As I recall, you can basically just use Pythagoras to do this, which makes it super easy.
Pythagoras is the rule that allows you to find the length of the third side of a right-angled triangle, if you know the length of the first two sides.
The fomula is a^2 + b^2 = c^2
c is the hypotenuse - the longest side of the triangle, and the side opposite the 90 degree right-angle.
a and b are the other sides.
So if we want to find c, we're going to need to do a little algebra.
We have:
c^2 =
We need:
c =
In order to transform c^2 into c, we take the square root.
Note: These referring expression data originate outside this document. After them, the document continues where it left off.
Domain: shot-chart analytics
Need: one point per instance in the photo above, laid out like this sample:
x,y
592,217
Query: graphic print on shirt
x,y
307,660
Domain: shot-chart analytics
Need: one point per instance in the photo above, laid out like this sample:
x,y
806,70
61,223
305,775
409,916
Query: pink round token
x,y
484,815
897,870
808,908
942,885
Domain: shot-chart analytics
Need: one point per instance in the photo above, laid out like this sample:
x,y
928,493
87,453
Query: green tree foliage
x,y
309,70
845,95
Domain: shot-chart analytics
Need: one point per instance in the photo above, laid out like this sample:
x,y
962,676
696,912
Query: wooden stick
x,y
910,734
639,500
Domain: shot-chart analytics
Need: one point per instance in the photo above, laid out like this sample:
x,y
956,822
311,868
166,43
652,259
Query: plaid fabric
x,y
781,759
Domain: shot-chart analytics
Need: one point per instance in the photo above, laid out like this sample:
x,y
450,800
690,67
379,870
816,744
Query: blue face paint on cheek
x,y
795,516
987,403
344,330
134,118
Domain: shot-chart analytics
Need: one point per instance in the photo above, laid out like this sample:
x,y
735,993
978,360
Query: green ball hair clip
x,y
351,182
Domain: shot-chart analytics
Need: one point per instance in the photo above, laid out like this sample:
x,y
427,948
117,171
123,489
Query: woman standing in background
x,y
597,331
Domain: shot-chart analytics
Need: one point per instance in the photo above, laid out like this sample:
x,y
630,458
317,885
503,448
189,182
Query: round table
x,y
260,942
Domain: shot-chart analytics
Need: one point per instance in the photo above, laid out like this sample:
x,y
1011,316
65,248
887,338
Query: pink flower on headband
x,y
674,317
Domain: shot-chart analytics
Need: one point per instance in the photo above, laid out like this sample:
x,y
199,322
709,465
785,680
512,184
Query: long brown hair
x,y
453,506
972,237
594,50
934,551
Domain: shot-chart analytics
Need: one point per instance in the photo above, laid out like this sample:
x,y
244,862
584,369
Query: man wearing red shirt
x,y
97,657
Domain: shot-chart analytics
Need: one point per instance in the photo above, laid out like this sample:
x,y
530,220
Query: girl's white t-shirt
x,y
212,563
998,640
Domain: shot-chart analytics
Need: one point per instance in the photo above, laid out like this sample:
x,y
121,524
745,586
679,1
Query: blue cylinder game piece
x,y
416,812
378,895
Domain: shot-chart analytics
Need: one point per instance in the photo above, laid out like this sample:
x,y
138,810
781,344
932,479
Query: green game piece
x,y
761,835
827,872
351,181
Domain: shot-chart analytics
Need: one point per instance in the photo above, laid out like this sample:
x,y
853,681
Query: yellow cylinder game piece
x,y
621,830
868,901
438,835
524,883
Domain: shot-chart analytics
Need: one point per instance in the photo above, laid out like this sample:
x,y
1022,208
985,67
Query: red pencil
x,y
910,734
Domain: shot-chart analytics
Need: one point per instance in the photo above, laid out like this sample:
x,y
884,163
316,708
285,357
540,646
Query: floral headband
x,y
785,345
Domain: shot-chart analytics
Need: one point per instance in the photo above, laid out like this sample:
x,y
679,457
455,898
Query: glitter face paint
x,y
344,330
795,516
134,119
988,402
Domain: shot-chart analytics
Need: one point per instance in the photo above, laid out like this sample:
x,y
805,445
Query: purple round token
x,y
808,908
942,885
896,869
But if we do it to one side of the equation, we must do it to the other too:
a^2 + b^2
becomes:
math.sqrt(a^2 + b^2)
So, rewritten, we have:
c = math.sqrt(a^2 + b^2)
So how do we use this to calculate the distance between 3D coordinates?
We start by getting our coords:
P0 = (1,2,3)
P1 = (7,9,5)
Now we work out the difference between the two coordinates in a component-wise fashion, producing three lengths:
dx = P1.x - P0.x
dy = P1.y - P0.y
dz = P1.z - P0.z
Now we have 3 lengths.
Lets take the first two, dx and dy, and these will be the two sides of our triangle:
c = math.sqrt(dx^2 + dy^2)
Now c represents a new side of a new triangle, the other side of it is dz.
So...
distance = math.sqrt(c^2 + dz^2)
Distance is now equal to the distance between the coordinates.
So to write that up in full code form:
function DistanceBetweenCoords(x0, y0, z0, x1, y1, z1)
dx = x1 - x0
dy = y1 - y0
dz = z1 - z0
c = math.sqrt(dx^2 + dy^2)
distance = math.sqrt(c^2 + dz^2)
return distance
end
Immediately we can see that it's possible to optimise this by removing the first square root, and keeping c in squared form for the subsequent calculation:
function DistanceBetweenCoords(x0, y0, z0, x1, y1, z1)
dx = x1 - x0
dy = y1 - y0
dz = z1 - z0
c = dx^2 + dy^2
distance = math.sqrt(c + dz^2)
return distance
end
For hilarity, we can compress the calculation to a single line:
function DistanceBetweenCoords(x0, y0, z0, x1, y1, z1)
distance = math.sqrt(((x1- x0)^2 + (y1-y0)^2) + (z1 - z0)^2)
return distance
end
Questions for anyone who bothered to read this:
1) Does this thing work the way I think it does..?
2) Any way to improve the efficiency?